Q. Our congregation has an excellent choir. Our meetinghouse is a popular place for community dinners and other public events. Recently, one of our fellowship members produced a movie to tell our story to newcomers. Questions are now being raised about copyright and privacy issues. If we sponsor a Christmas fair and we sing Christmas carols from the Unitarian Universalist hymn book, do we need legal permission? Can we film visitors as they walk past our holiday displays? The movie includes crowd scenes with two or three hundred people present.
A. Peter Bowden, a children’s television producer who also runs UU Planet Ministry & Media, which offers growth consulting and video production services to congregations, has this to say:
“I’m not a lawyer, so please conduct your own thorough research and consult experts. However, in my work with producing documentary-style content for broadcast TV we always get a release form with this simple guideline—if you can tell who it is, get a personal release.”

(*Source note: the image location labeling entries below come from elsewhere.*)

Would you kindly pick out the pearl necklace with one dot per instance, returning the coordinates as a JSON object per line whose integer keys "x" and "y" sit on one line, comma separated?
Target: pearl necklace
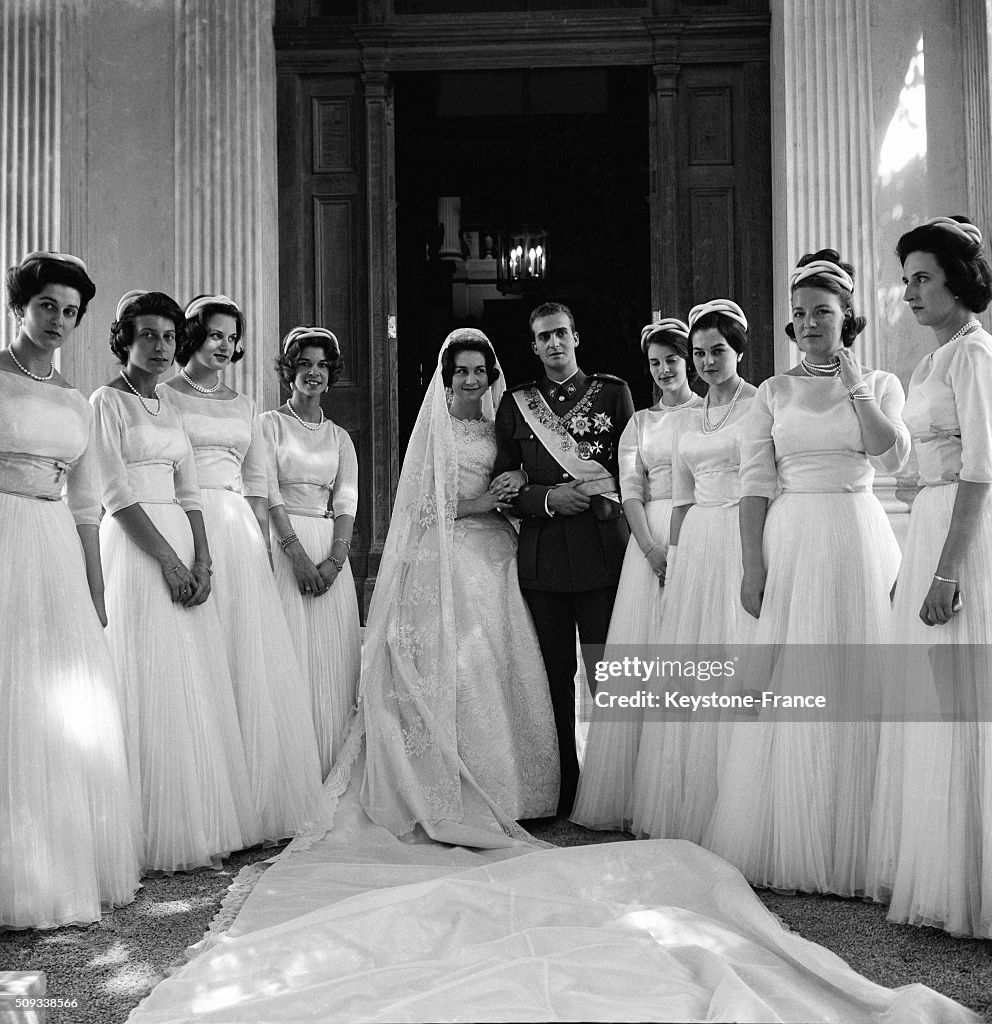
{"x": 196, "y": 386}
{"x": 831, "y": 369}
{"x": 709, "y": 428}
{"x": 967, "y": 329}
{"x": 37, "y": 377}
{"x": 147, "y": 408}
{"x": 309, "y": 426}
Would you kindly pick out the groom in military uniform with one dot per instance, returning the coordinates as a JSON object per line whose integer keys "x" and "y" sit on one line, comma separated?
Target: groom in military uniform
{"x": 562, "y": 431}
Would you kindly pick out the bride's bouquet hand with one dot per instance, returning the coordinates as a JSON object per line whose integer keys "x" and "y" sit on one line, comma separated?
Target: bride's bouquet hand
{"x": 490, "y": 502}
{"x": 657, "y": 559}
{"x": 507, "y": 485}
{"x": 308, "y": 577}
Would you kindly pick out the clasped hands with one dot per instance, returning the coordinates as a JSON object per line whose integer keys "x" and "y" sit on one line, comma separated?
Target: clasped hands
{"x": 187, "y": 587}
{"x": 504, "y": 488}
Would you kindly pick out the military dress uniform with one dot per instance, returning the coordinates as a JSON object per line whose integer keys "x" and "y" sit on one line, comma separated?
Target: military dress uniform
{"x": 568, "y": 565}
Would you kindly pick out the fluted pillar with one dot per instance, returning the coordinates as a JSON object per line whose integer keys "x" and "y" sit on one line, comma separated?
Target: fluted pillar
{"x": 226, "y": 220}
{"x": 824, "y": 124}
{"x": 42, "y": 126}
{"x": 824, "y": 171}
{"x": 382, "y": 304}
{"x": 978, "y": 114}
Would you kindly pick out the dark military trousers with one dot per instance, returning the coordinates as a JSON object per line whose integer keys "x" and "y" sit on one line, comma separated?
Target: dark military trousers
{"x": 556, "y": 614}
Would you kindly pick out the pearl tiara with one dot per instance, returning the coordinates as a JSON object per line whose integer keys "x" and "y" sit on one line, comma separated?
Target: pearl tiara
{"x": 310, "y": 332}
{"x": 966, "y": 231}
{"x": 126, "y": 299}
{"x": 670, "y": 324}
{"x": 726, "y": 306}
{"x": 209, "y": 300}
{"x": 57, "y": 257}
{"x": 822, "y": 268}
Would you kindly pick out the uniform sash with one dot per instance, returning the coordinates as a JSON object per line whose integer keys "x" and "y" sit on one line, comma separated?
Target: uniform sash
{"x": 548, "y": 428}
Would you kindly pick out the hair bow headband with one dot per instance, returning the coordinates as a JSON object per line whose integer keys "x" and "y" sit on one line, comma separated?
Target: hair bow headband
{"x": 310, "y": 332}
{"x": 726, "y": 306}
{"x": 669, "y": 324}
{"x": 822, "y": 268}
{"x": 209, "y": 300}
{"x": 126, "y": 299}
{"x": 966, "y": 231}
{"x": 57, "y": 257}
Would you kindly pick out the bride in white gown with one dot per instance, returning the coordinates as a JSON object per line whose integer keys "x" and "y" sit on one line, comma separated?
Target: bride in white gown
{"x": 454, "y": 700}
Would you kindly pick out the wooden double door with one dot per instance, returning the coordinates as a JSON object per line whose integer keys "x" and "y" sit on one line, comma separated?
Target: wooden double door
{"x": 698, "y": 132}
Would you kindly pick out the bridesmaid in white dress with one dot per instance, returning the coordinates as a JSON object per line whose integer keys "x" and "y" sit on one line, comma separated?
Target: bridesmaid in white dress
{"x": 645, "y": 475}
{"x": 675, "y": 781}
{"x": 931, "y": 849}
{"x": 68, "y": 836}
{"x": 795, "y": 796}
{"x": 272, "y": 695}
{"x": 182, "y": 723}
{"x": 313, "y": 497}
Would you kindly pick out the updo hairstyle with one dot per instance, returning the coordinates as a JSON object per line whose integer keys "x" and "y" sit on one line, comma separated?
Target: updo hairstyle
{"x": 672, "y": 340}
{"x": 289, "y": 358}
{"x": 733, "y": 333}
{"x": 146, "y": 304}
{"x": 197, "y": 326}
{"x": 853, "y": 325}
{"x": 469, "y": 345}
{"x": 961, "y": 258}
{"x": 32, "y": 276}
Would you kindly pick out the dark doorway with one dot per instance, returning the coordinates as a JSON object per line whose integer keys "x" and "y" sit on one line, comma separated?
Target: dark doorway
{"x": 566, "y": 148}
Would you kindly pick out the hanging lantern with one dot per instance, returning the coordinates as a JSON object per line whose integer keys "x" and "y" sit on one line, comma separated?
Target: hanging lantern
{"x": 522, "y": 261}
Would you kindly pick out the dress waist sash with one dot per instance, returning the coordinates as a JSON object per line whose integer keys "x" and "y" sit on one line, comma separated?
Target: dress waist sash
{"x": 218, "y": 467}
{"x": 306, "y": 498}
{"x": 32, "y": 475}
{"x": 154, "y": 481}
{"x": 840, "y": 471}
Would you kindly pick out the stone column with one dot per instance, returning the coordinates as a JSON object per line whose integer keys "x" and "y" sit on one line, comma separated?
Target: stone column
{"x": 383, "y": 397}
{"x": 824, "y": 164}
{"x": 42, "y": 131}
{"x": 978, "y": 113}
{"x": 226, "y": 207}
{"x": 823, "y": 126}
{"x": 663, "y": 166}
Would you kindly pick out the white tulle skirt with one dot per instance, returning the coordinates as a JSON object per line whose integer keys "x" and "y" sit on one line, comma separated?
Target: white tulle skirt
{"x": 68, "y": 820}
{"x": 606, "y": 782}
{"x": 182, "y": 728}
{"x": 326, "y": 634}
{"x": 675, "y": 781}
{"x": 270, "y": 689}
{"x": 795, "y": 796}
{"x": 931, "y": 851}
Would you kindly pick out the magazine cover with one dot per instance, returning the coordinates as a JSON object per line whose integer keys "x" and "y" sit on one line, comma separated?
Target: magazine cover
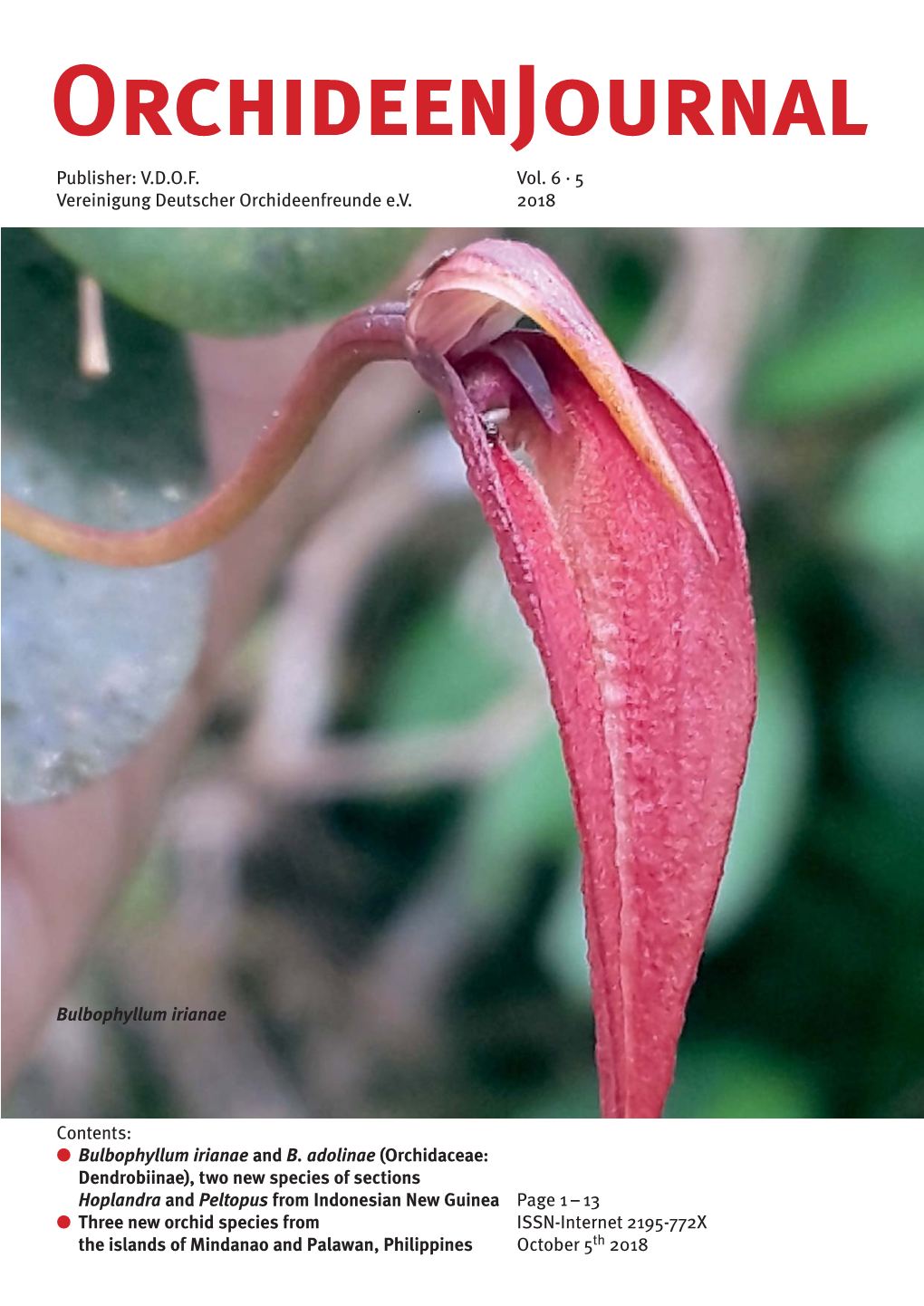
{"x": 463, "y": 652}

“When filming crowds at public performances and other large events we generally post signs at entrances to the event notifying those attending that we are filming,” he says. “By entering the event they are thereby giving consent. When we do this we take pictures of the signs to document they were posted.”
“In short,” he says, “signed releases for everything! For people, for corporate logos, for property, for pets. In the spring of 2009 I made a video for our congregation’s capital campaign (http://www.youtube.com/channingchurch). If you look at that video, which is primarily stills edited together, I only used recent footage with people I recognized and thought we’d have a chance of contacting. We went through the video and listed every person clearly recognizable. All of these people were contacted for permission. We went with simple verbal and email permission to be included and were explicit in stating the video would be posted online. I would have liked written releases but the verbal/email is better than many churches do.”
The dangers of not being thorough? “All it takes,” Bowden says, “is one person to discover they are in your video (or their former spouse and child are) and you’ve opened a can of worms. Maybe not a lawsuit, but you can quickly regret not doing the work to get permissions. If you have existing footage you want to use you’ll need to make your own judgment call.”
He adds that some public events, such as newsworthy gatherings, have different standards. “As for music, if it has a valid copyright you need to get permission to use it in a video. Just last week I saw a UU video on YouTube that had a notice posted under it stating that the audio for the video had been disabled due to potential copyright violation. In the YouTube environment people and organizations are getting very sloppy. I advise organizations not to fall into this trap.” Information on obtaining copyright permissions for some UU materials is here.
In addition to his work with congregations, Bowden created and moderates the website uuplanet.tv, a Unitarian Universalist video network. Through this site he is collecting and sharing all of the best UU television and video content from across the web.